[Speex-dev] VAD Questions

Fri Jun 8 10:01:54 PDT 2007

Hello Jean-Marc:

On 08/06/07, Jean-Marc Valin <jean-marc.valin at usherbrooke.ca> wrote:
> > Either one. The question is: If we treat the software like a black
> > box, and we feed in PCM audio, we get Speex encoded data out. Where is
> > the information that indicates whether the encoded data contains
> > speech or not? The API has a "get VAD status", but it seems like that
> > might only indicate whether VAD is currently enabled. Perhaps the VAD
> > status is contained somewhere in the data frames?
>
> Look at the return value of either speex_encode() or speex_preprocess_run().

OK. Thanks.

>
> > Okay. What I was trying to determine was whether or not the speech
> > detection was done with something more sophisticated than frame
> > energy. As you said above, I'll have to look at the sources. For many
> > systems, sonorant energy rate detection is used to detect voice, even
> > under very poor SNR conditions.
>
> I *do* use more than the frame energy. I use the pitch and (IIRC) one of
> two other things. However, it's still *very* hard to do any sort of good
> detection based only on 20 ms. Give me 1 second of latency and it would
> be *much* easier -- though completely useless.
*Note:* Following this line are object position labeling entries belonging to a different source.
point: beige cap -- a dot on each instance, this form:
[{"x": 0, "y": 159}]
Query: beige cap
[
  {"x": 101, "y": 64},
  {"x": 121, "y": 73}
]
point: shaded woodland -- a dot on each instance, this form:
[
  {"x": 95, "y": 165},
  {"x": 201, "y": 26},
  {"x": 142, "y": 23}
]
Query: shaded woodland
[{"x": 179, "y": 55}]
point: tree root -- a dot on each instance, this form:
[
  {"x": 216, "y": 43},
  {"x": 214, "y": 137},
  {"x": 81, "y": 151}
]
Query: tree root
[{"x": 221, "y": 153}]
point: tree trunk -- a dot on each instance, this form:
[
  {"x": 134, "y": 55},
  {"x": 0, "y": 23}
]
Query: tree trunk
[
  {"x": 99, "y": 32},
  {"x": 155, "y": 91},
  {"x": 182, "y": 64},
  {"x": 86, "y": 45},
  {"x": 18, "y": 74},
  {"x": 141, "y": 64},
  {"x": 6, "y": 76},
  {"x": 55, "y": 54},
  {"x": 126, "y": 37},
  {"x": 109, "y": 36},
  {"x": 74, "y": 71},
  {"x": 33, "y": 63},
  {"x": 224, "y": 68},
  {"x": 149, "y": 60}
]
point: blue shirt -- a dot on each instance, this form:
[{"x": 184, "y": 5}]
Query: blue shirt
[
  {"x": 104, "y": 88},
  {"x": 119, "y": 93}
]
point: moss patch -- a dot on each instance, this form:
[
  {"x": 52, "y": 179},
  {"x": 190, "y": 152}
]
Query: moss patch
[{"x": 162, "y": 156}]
While I can agree with this if you are dealing with real-time, full
duplex links, for my application (non-real-time, half-duplex), the
latency has no effect at all. Do you know of anyone else who has
implemented some post-processing software to provide more "exotic"
speech detection, even at the expense of increased latency?

Cheers,
-- 
Larry Gadallah, VE6VQ/W7                          lgadallah AT gmail DOT com
PGP Sig: 616D 4E52 CF1F 3FEC FFFB  F11B 7DB9 C79A EA7E B25B